It was possible to correlate such an aggravation to the infection by Zika virus during pregnancy, which is transmitted to the fetus and may result in miscarriage, fetal death, or congenital anomalies in several organs, being characterized as Congenital Syndrome of Zika virus (CSZV) [1115]. CSZV has become a clinical condition associated with several complications, with a disabling and noncurable nature [1621]. Among the malformations described in the literature are cerebral atrophy, absence of brain spins, craniofacial disproportion, cerebral calcifications, corpus callosum and cerebellar vermis dysgenesis, limb contractures, arthrogryposis, and auditory and ocular abnormalities [7, 17, 18].

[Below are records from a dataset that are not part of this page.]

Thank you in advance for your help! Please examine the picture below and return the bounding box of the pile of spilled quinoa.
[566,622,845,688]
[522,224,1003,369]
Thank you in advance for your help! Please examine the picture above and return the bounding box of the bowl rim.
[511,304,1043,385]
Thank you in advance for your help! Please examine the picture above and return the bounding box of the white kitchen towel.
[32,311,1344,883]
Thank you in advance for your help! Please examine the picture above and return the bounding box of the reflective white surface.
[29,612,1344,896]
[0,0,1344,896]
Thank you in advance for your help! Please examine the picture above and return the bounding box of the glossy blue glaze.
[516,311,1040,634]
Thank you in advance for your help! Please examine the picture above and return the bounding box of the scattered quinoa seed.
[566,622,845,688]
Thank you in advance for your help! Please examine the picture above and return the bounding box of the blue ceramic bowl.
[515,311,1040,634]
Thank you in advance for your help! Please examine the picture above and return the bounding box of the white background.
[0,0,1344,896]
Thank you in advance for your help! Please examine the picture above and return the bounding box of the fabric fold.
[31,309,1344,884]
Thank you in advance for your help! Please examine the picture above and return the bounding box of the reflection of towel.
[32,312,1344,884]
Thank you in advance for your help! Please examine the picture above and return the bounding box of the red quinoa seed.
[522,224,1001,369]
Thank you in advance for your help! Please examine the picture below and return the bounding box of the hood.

Such clinical manifestations have caused from the first semester of life, for example, a high frequency of epileptic seizures, changes in tone, posture and mobility, irritability, intracranial hypertension secondary to hydrocephalus, and swallowing problems with greater predisposition to gagging and respiratory infections [1921].

Palliative care is understood as active and total approach to care, which begins from diagnosis of life-limiting or life-threatening conditions and continues throughout the child’s life and death [6]. Therefore, this type of care is clearly indicated for diseases with severe and incapacitating neurological manifestations, such as CSZV.

In pediatrics it should be considered for “complex chronic clinical conditions”, defined as situations that present at least 12 months of survival and affect one or more organ systems that require specialized pediatric care [4, 5]. What is aimed is the best quality of life for the patient and his family, attending to the physical, psychological, spiritual, and social needs.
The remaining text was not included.